Of the few other residents living on the island, assistant lighthouse keeper, Harry (Rohan Nichol), is the most welcoming. Harry's wife, Alma (Essie Davis), is not as nice, and is suspicious about why Meredith is unmarried and childless at 35-years-old. Their daughter, Nettie (Annie Martin), is a spoiled brat, despite Meredith's best attempts to win her over. The other lighthouse keeper, Fleet (Marton Csokas), is a fellow lonely character, but is still shell-shocked from the war, and is not the best company.

 

Miranda Otto is sweet as the upbeat Meredith, who tries her best to remain positive throughout everything that is thrown at her. The other characters, however, are quite unpleasant, and impossible to warm to.

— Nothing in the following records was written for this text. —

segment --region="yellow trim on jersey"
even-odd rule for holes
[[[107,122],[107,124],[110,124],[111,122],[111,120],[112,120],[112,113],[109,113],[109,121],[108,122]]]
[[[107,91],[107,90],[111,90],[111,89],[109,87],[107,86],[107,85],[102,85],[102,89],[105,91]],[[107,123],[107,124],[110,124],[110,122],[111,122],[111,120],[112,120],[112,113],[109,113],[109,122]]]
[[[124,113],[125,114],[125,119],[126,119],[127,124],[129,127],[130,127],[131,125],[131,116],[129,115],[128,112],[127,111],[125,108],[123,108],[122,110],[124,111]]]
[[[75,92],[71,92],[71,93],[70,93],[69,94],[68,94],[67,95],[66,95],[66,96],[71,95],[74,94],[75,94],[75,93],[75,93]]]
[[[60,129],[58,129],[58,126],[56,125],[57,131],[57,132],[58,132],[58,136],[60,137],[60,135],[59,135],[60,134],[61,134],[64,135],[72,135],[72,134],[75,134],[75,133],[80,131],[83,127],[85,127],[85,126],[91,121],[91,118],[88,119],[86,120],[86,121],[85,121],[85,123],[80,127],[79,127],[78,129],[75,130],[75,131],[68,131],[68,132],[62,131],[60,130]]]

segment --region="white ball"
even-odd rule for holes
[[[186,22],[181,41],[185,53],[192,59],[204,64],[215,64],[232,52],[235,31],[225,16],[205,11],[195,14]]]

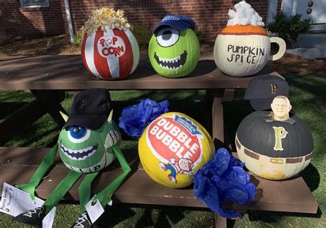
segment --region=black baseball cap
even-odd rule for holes
[[[72,102],[71,113],[64,128],[80,126],[98,129],[107,120],[112,104],[106,89],[89,89],[78,93]]]
[[[289,98],[289,85],[284,78],[268,74],[252,78],[243,99],[249,100],[254,110],[262,111],[270,109],[270,104],[278,95]]]

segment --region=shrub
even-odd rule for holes
[[[279,34],[287,45],[291,46],[292,41],[296,41],[299,34],[306,33],[311,27],[312,19],[303,19],[301,14],[288,16],[283,12],[273,16],[273,21],[267,25],[267,30]]]

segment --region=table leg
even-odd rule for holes
[[[215,214],[215,228],[226,228],[227,219]]]
[[[223,117],[223,89],[213,91],[212,131],[215,148],[224,146],[224,119]]]

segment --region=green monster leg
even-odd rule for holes
[[[91,182],[93,182],[98,174],[98,172],[86,174],[82,183],[78,187],[79,200],[80,201],[80,212],[82,213],[86,210],[85,205],[91,199]]]
[[[131,169],[130,168],[128,163],[126,161],[126,159],[123,156],[122,152],[121,151],[119,146],[113,146],[112,148],[114,153],[116,154],[118,160],[119,161],[121,167],[122,168],[123,172],[119,176],[118,176],[112,183],[107,185],[104,190],[102,190],[99,194],[96,196],[96,199],[98,198],[101,203],[102,206],[105,207],[105,205],[111,201],[111,198],[112,195],[116,192],[119,186],[121,185],[122,181],[124,180],[126,176],[130,172]]]
[[[69,172],[67,176],[53,190],[49,198],[44,202],[43,206],[45,207],[45,214],[49,213],[66,193],[68,192],[81,175],[81,173],[75,171],[71,170]]]

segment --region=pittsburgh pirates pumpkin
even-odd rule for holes
[[[272,113],[256,111],[242,120],[235,142],[239,158],[248,170],[264,179],[282,180],[308,166],[314,143],[308,126],[298,117],[277,117],[290,109],[286,97],[277,96],[273,103]]]

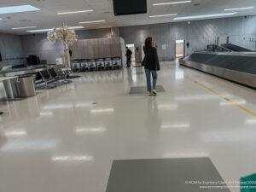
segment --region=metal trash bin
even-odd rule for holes
[[[30,97],[36,96],[35,84],[32,75],[19,76],[16,86],[20,97]]]

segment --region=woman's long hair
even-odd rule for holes
[[[146,47],[149,47],[149,48],[153,47],[153,43],[152,43],[152,38],[151,37],[148,37],[148,38],[146,38],[145,45],[146,45]]]

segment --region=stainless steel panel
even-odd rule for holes
[[[17,82],[17,90],[20,97],[36,96],[36,90],[32,77],[22,77]]]
[[[202,72],[206,72],[231,81],[235,81],[250,87],[256,88],[256,75],[221,68],[218,67],[212,67],[202,63],[188,61],[183,59],[179,60],[179,63],[181,65],[187,66],[191,68],[195,68]]]
[[[17,79],[18,78],[14,78],[3,81],[6,96],[9,99],[19,98],[18,90],[16,87]]]

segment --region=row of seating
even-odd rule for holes
[[[67,83],[67,76],[69,75],[69,72],[62,71],[58,67],[51,69],[45,69],[38,71],[36,74],[35,82],[36,84],[44,83],[45,86],[48,87],[49,84]]]
[[[72,64],[73,72],[102,71],[120,69],[122,67],[121,60],[115,59],[99,59],[82,61],[73,61]]]

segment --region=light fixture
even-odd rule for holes
[[[254,7],[226,9],[224,9],[224,11],[242,10],[242,9],[254,9]]]
[[[114,112],[113,108],[95,108],[90,110],[91,113],[113,113],[113,112]]]
[[[41,10],[41,9],[38,8],[35,8],[32,5],[20,5],[20,6],[0,8],[0,14],[14,14],[14,13],[38,11],[38,10]]]
[[[192,2],[192,1],[160,3],[154,3],[154,4],[153,4],[153,6],[157,6],[157,5],[167,5],[167,4],[181,4],[181,3],[191,3],[191,2]]]
[[[169,14],[169,15],[151,15],[150,18],[153,17],[169,17],[169,16],[176,16],[177,14]]]
[[[247,119],[246,120],[246,124],[256,124],[256,119]]]
[[[26,131],[22,130],[10,131],[5,132],[6,137],[25,137],[26,136]]]
[[[52,161],[90,161],[93,160],[93,156],[90,155],[67,155],[52,157]]]
[[[212,15],[195,15],[195,16],[176,17],[173,20],[193,20],[193,19],[230,16],[230,15],[234,15],[236,14],[237,14],[237,12],[229,13],[229,14],[212,14]]]
[[[88,23],[102,23],[105,22],[106,20],[93,20],[93,21],[84,21],[84,22],[79,22],[79,24],[88,24]]]
[[[177,124],[177,125],[162,125],[161,129],[189,129],[189,124]]]
[[[245,105],[247,104],[246,101],[236,101],[236,102],[221,102],[220,106],[232,106],[234,104]]]
[[[69,26],[68,28],[70,29],[84,29],[84,26]],[[36,29],[36,30],[29,30],[29,31],[26,31],[28,32],[49,32],[51,31],[51,29]]]
[[[53,113],[52,112],[41,112],[40,116],[52,116]]]
[[[177,108],[177,104],[162,104],[157,106],[160,110],[173,110]]]
[[[19,30],[19,29],[32,29],[32,28],[37,28],[38,26],[22,26],[22,27],[15,27],[12,28],[12,30]]]
[[[78,127],[76,128],[75,131],[78,134],[82,133],[101,133],[106,131],[105,127],[91,127],[91,128],[84,128],[84,127]]]
[[[92,11],[93,11],[93,10],[71,11],[71,12],[62,12],[62,13],[58,13],[58,15],[81,14],[81,13],[87,13],[87,12],[92,12]]]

If this were an episode of Survivor, they would have been voted off the island.

 

The film's production design, however, is beautiful, and the twenties costumes look lovely when set against the harsh terrain of the island. Filmed in southern Victoria, the location looks picturesque, though unforgiving. The characters living on South Solitary Island are constantly battered with gale-force winds and torrential rain, making living there extremely tough. The romance that develops evokes themes of lonely ships passing in the night, where two lost souls huddle together for warmth. But the simple story is a little too drawn out over the lengthy two hour running time to be completely compelling from start to finish.